Proving the injectivity of a function, I arrived to
$\forall \phi\in H^s \int_{\mathbb{R}^d} u(x)\phi(x)dx=0$, where $u\in H^{-s}$.
I know that if $\phi\in S$ and $u\in S'$, by the definition of the $0$ tempered distribution, this implies that $u=0$. But we don't have that. I also know that $S\subset H^s$ for all real s continuously, but I think that this has no relationship. Why can we assure that the above formula implies $u=0$? being $u\in H^s$.
Thank you in advance!
On
$u\in H^{-s}$, therefore by definition of $H^{-s}$, $u\in S'$, the space of tempered distributions (I did not realize this fact when asking the question).

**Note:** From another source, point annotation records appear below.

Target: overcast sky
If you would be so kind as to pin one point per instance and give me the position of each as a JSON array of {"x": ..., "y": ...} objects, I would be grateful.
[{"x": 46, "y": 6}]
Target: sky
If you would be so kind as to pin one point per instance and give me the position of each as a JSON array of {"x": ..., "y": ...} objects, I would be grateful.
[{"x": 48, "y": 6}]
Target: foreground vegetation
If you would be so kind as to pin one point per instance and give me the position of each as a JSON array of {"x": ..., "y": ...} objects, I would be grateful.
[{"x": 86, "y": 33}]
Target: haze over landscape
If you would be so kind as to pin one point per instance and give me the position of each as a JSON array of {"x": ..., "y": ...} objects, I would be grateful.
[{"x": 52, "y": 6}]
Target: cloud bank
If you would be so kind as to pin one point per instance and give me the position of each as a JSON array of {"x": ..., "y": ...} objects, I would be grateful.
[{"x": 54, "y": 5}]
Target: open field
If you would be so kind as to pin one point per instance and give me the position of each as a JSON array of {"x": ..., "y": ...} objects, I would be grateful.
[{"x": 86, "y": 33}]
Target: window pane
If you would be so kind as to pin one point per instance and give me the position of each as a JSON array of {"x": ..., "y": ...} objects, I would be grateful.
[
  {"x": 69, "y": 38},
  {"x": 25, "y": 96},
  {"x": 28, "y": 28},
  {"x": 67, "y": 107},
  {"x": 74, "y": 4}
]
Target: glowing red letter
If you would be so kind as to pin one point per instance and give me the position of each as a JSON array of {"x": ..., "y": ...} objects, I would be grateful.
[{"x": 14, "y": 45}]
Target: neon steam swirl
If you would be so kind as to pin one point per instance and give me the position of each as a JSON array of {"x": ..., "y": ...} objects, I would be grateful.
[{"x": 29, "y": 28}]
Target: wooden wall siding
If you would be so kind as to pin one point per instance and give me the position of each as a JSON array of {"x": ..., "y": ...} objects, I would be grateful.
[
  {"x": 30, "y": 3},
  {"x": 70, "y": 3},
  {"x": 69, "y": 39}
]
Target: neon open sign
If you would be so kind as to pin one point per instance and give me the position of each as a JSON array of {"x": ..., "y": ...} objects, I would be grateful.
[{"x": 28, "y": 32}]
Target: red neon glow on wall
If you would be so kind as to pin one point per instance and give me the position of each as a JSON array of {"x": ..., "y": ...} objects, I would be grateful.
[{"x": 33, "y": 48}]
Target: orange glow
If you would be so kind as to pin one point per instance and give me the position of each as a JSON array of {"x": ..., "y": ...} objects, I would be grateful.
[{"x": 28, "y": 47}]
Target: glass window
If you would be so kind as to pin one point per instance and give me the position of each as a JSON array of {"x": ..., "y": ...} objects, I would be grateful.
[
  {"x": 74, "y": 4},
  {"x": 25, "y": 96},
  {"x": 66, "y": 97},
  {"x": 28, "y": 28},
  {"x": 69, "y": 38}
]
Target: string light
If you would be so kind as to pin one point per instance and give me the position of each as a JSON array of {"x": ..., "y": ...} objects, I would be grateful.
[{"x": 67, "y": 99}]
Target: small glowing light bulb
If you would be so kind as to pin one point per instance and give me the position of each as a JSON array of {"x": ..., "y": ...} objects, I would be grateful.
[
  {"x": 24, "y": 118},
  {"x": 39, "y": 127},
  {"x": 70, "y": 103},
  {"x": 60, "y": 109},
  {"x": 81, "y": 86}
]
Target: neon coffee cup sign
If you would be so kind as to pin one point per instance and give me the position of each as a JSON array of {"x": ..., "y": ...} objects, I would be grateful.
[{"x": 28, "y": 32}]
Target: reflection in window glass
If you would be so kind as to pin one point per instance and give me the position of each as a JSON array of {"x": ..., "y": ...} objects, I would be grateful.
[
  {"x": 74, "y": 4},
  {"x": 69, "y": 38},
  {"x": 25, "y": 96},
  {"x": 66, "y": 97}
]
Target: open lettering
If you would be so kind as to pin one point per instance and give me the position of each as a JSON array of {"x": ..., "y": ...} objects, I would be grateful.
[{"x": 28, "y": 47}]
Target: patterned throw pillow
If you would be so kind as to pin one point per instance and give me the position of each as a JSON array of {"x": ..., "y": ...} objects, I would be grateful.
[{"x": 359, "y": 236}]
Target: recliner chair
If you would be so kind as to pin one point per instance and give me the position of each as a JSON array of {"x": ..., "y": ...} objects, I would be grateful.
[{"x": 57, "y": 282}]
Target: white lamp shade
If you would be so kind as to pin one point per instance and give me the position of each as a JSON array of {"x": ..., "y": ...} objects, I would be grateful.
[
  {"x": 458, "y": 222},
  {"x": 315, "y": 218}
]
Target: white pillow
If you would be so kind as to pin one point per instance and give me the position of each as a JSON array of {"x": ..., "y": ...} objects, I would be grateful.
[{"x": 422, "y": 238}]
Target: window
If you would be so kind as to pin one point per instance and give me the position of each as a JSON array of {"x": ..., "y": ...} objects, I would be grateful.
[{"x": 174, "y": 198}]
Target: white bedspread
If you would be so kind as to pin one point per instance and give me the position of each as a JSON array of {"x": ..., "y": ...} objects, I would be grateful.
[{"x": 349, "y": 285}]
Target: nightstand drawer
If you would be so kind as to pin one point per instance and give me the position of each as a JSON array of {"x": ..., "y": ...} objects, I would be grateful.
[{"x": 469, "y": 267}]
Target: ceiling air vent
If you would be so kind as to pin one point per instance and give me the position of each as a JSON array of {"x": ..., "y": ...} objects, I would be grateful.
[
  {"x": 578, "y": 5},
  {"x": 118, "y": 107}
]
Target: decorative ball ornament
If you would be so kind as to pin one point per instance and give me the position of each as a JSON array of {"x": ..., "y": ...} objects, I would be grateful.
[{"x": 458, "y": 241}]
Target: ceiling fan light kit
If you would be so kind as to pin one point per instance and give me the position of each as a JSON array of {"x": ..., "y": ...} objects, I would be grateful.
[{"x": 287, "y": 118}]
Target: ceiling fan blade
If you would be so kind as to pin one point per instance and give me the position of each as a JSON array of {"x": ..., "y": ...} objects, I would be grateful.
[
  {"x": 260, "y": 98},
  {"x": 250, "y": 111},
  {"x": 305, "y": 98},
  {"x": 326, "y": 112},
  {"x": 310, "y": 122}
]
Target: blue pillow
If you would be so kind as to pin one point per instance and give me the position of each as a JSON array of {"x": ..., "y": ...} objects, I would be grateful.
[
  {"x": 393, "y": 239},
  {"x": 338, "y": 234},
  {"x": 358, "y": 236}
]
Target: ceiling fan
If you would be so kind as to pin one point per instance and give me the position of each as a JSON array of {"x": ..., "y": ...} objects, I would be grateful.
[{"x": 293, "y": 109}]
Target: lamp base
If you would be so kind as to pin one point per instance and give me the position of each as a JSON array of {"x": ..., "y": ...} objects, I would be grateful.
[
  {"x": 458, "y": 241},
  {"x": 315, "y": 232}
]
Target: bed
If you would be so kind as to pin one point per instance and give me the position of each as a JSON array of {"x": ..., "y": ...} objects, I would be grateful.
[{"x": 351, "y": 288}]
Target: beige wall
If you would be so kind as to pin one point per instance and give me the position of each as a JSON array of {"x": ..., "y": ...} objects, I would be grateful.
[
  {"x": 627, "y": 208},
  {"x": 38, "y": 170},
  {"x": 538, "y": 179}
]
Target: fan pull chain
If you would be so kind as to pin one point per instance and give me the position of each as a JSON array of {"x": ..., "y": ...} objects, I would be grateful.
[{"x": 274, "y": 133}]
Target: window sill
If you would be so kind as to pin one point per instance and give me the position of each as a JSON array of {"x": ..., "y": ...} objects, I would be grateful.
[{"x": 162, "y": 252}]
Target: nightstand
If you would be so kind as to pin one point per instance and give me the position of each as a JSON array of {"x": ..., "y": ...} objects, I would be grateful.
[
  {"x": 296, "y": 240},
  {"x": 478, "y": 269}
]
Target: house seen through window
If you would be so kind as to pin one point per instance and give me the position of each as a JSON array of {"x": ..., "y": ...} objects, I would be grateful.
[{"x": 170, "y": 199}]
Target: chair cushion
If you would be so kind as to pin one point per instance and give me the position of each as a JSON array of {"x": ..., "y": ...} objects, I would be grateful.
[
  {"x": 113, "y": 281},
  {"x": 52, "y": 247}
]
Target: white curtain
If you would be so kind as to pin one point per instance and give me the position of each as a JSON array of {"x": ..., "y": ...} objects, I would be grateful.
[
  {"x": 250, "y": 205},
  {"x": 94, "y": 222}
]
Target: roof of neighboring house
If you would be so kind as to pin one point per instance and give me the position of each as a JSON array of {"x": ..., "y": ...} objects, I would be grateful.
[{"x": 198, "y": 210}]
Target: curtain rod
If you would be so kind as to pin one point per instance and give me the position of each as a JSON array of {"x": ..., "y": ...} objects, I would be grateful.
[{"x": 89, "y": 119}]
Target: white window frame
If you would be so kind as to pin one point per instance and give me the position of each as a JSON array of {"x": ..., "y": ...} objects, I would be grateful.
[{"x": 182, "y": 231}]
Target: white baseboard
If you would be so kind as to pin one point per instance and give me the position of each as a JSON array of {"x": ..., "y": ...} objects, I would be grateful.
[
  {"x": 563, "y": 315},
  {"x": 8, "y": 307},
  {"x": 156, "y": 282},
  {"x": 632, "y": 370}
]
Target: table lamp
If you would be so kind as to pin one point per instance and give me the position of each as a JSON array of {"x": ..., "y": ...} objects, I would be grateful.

Therefore $(1+|\xi|^2)^s\bar{\hat{u}}=0$ in the sense of tempered distributions. If we multiply by $(1+|\xi|^2)^-s$, and since multiplying by this function with this crescence rate let S' stable, we find that $\bar{\hat{u}}=0$ as tempered distribution, and then $u\equiv 0$.
You have
$$\int_{\Bbb R^d} u(x)\phi(x)dx = \int_{\Bbb R^d} \hat u(\xi)\bar{\hat \phi}(\xi)d\xi =\int_{\Bbb R^d} \hat u(\xi) (1+|\xi|^2)^{-s/2} \bar{\hat \phi}(\xi)(1+|\xi|^2)^{s/2}d\xi. $$
Now you have $\hat u(\xi) (1+|\xi|^2)^{-s/2}$ is a $L^2$ function. Take, for example, arbitrary $\phi\in S$, therefore, functions of the form $\bar{\hat \phi}(\xi)(1+|\xi|^2)^{s/2}$ cover all $S$. Thus, $\hat u(\xi) (1+|\xi|^2)^{-s/2}$ is orthogonal in $L^2$ to $S$, therefore, $$\hat u(\xi) (1+|\xi|^2)^{-s/2}=0 \quad \mbox{in the sense of }\quad L^2(\Bbb R^d).$$
This implies that $\hat u=0$ and, therefore, $u=0$.